Transformations consisting of narrow dependencies (Narrow
transformations) are those for which each input partition will
contribute to only one output partition. Ex:
the where statement specifies a narrow dependency, where only one
partition contributes to at most one output partition
With narrow transformations, Spark will automatically perform an operation called pipelining, meaning that if we specify multiple filters on DataFrames, they’ll all be performed in-memory. The same cannot be said for shuffles.
With narrow transformations, Spark will automatically perform an operation called pipelining, meaning that if we specify multiple filters on DataFrames, they’ll all be performed in-memory. The same cannot be said for shuffles.
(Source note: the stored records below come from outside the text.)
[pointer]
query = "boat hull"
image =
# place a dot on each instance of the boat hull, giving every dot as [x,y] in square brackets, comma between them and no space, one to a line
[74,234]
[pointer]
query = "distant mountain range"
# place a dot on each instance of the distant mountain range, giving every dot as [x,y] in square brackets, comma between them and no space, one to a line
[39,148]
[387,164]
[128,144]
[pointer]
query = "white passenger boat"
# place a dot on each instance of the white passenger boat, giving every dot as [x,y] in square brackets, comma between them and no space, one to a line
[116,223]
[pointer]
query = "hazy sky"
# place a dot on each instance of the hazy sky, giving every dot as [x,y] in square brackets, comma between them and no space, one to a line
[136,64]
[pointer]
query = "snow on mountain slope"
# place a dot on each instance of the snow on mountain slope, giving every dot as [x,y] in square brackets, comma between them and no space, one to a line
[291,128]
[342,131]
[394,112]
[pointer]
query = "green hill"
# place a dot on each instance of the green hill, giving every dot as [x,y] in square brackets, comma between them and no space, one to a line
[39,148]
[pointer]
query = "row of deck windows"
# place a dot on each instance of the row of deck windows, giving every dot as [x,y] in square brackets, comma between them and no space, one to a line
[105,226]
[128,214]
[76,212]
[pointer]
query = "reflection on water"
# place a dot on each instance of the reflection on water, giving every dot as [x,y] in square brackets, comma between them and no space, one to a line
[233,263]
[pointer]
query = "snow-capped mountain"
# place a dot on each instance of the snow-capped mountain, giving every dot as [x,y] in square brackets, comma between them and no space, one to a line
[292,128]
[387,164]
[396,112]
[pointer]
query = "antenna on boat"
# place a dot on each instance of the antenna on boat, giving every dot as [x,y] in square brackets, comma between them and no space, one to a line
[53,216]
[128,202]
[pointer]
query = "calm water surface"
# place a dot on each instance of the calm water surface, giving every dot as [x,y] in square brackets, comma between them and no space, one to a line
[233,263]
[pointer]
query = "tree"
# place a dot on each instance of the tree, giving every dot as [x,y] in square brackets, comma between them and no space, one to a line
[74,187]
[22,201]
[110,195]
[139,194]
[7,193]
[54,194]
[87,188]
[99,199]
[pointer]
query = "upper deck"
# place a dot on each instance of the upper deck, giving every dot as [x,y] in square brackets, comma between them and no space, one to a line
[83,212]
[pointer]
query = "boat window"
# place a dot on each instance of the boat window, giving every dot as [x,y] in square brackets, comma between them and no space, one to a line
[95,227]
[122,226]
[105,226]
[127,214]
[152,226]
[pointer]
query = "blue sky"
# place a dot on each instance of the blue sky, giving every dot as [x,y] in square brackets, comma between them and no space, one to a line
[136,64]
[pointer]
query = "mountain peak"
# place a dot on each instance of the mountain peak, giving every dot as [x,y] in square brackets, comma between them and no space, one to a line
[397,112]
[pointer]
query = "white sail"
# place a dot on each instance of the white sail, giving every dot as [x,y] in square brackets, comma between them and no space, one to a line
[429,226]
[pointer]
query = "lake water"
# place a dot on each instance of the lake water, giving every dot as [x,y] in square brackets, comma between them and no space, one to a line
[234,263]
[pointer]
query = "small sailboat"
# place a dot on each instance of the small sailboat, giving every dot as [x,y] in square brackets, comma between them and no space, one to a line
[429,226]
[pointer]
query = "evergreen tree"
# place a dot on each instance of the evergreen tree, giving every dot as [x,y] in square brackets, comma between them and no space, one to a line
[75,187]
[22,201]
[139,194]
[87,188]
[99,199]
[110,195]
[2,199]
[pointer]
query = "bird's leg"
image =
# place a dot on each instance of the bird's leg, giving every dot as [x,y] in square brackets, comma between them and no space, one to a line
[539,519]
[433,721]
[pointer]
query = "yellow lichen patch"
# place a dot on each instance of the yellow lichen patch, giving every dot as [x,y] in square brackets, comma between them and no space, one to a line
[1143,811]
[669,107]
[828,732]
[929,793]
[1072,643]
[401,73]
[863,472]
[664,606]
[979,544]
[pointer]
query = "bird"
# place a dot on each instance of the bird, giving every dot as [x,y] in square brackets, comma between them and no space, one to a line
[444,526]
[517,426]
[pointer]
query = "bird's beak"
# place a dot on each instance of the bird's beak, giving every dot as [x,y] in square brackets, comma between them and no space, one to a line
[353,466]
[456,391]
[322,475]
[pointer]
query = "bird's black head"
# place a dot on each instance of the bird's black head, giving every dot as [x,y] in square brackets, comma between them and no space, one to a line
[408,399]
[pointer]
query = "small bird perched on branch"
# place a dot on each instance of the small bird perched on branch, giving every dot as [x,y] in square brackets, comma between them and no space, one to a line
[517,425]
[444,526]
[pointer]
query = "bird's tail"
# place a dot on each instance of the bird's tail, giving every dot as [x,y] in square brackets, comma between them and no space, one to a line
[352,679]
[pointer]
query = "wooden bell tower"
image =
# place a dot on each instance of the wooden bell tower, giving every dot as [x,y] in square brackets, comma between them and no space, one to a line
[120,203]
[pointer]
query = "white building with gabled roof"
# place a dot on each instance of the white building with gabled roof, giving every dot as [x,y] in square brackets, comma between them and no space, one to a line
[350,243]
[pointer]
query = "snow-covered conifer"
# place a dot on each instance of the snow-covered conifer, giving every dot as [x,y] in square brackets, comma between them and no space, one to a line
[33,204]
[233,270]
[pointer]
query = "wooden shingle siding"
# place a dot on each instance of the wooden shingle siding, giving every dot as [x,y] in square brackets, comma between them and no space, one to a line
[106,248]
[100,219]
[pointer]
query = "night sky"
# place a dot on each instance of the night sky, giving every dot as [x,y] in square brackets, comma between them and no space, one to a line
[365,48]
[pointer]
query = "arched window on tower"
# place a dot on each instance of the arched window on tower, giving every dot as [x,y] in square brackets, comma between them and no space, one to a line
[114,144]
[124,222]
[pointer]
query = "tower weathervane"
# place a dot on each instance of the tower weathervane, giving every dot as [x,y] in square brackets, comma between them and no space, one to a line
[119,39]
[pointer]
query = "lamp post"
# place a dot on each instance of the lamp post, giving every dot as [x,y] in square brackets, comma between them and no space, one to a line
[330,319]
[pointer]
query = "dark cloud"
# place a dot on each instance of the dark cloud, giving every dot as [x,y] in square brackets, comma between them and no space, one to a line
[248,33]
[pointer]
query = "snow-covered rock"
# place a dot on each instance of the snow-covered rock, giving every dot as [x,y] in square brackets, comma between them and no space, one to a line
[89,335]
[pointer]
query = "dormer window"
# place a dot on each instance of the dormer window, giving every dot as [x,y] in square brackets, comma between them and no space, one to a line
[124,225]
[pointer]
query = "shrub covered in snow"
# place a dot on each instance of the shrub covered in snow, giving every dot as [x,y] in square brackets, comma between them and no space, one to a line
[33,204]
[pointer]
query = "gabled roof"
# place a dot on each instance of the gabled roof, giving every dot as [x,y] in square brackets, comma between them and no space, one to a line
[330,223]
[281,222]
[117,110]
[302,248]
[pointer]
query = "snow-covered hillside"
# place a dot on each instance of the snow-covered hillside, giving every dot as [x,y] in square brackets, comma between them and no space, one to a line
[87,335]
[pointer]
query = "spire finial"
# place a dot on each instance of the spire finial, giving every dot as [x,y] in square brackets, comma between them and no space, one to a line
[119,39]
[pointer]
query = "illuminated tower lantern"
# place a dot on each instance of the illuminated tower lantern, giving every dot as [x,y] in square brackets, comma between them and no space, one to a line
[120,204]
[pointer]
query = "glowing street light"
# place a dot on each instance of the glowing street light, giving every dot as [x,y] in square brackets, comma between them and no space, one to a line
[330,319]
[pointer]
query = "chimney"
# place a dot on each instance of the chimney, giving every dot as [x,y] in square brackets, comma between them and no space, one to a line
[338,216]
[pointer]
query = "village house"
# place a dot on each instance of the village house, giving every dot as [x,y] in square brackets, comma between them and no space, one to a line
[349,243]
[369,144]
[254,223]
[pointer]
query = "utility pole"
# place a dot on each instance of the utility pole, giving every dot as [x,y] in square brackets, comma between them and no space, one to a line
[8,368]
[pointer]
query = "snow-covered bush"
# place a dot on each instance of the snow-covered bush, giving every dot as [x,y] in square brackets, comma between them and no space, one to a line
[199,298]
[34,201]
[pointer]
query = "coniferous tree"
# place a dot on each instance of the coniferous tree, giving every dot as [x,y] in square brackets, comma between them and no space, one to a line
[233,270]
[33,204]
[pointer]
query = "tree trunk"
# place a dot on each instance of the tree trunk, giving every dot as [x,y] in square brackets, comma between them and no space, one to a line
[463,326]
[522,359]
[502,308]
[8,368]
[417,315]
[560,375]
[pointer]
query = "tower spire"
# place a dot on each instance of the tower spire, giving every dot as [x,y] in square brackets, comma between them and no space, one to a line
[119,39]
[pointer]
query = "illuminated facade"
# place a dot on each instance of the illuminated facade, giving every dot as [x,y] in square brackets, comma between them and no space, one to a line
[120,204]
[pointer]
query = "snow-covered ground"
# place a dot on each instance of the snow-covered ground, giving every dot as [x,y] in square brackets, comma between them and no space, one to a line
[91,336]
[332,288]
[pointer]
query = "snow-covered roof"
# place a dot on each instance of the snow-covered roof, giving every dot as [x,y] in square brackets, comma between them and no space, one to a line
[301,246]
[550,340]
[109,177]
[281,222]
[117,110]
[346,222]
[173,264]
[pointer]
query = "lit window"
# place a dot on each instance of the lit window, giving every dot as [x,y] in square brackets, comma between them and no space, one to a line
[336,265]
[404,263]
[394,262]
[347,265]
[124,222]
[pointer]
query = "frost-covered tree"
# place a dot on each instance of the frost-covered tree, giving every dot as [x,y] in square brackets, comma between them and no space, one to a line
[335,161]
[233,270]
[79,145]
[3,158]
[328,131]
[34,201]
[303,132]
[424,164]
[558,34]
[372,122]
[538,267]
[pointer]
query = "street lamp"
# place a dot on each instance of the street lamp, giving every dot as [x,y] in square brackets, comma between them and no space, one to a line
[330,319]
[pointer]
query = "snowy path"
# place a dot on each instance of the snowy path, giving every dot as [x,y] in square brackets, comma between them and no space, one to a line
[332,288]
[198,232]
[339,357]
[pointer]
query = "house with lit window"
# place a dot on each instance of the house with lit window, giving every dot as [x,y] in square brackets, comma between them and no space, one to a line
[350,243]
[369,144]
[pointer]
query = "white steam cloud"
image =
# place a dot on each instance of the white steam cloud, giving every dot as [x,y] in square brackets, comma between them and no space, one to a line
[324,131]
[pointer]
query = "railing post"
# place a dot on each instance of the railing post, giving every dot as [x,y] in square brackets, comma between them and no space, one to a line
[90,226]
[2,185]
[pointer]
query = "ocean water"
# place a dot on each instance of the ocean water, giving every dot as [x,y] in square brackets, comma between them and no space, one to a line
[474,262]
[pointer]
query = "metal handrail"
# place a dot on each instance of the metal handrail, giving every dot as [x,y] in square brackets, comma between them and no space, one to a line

A wide dependency (or wide transformation) style
transformation will have input partitions contributing to many output
partitions. This is often referred as shuffle whereby Spark will exchange partitions across the
cluster.
When we perform a
shuffle, Spark writes the results to disk.
Lazy Evaluation:
- Lazy evaulation means that Spark will wait until the very last moment to execute the graph of computation instructions.
- In Spark, instead of modifying the data immediately when you express some operation, you build up a plan of transformations that you would like to apply to your source data
- By waiting until the last minute to execute the code, Spark compiles this plan from your raw DataFrame transformations to a streamlined physical plan that will run as efficiently as possible across the cluster. This provides immense benefits because Spark can optimize the entire data flow from end to end. An example of this is something called predicate pushdown on DataFrames.
Actions:
- An action instructs Spark to compute a result from a series of transformations.
- Transformations allow us to build up our logical transformation plan. To trigger the computation, we run an action
- There are three kinds of actions:
- Actions to view data in the console
- Actions to collect data to native objects in the respective language
- Actions to write to output data sources
Example:
scala> divisBy2.count
res0: Long = 500
In specifying this action, we started a Spark job that runs our
filter transformation (a narrow transformation), then an aggregation (a wide
transformation) that performs the counts on a per partition basis, and then a
collect, which brings our result to a native object in the respective
language.
Spark UI:
- You can monitor the
progress of a job through the Spark web UI. The Spark UI is available on
port 4040 of the driver node.
If you are running in local mode, this will be http://localhost:4040.
- The Spark UI displays information on the state of your Spark jobs, its environment, and cluster state. It’s very useful, especially for tuning and debugging.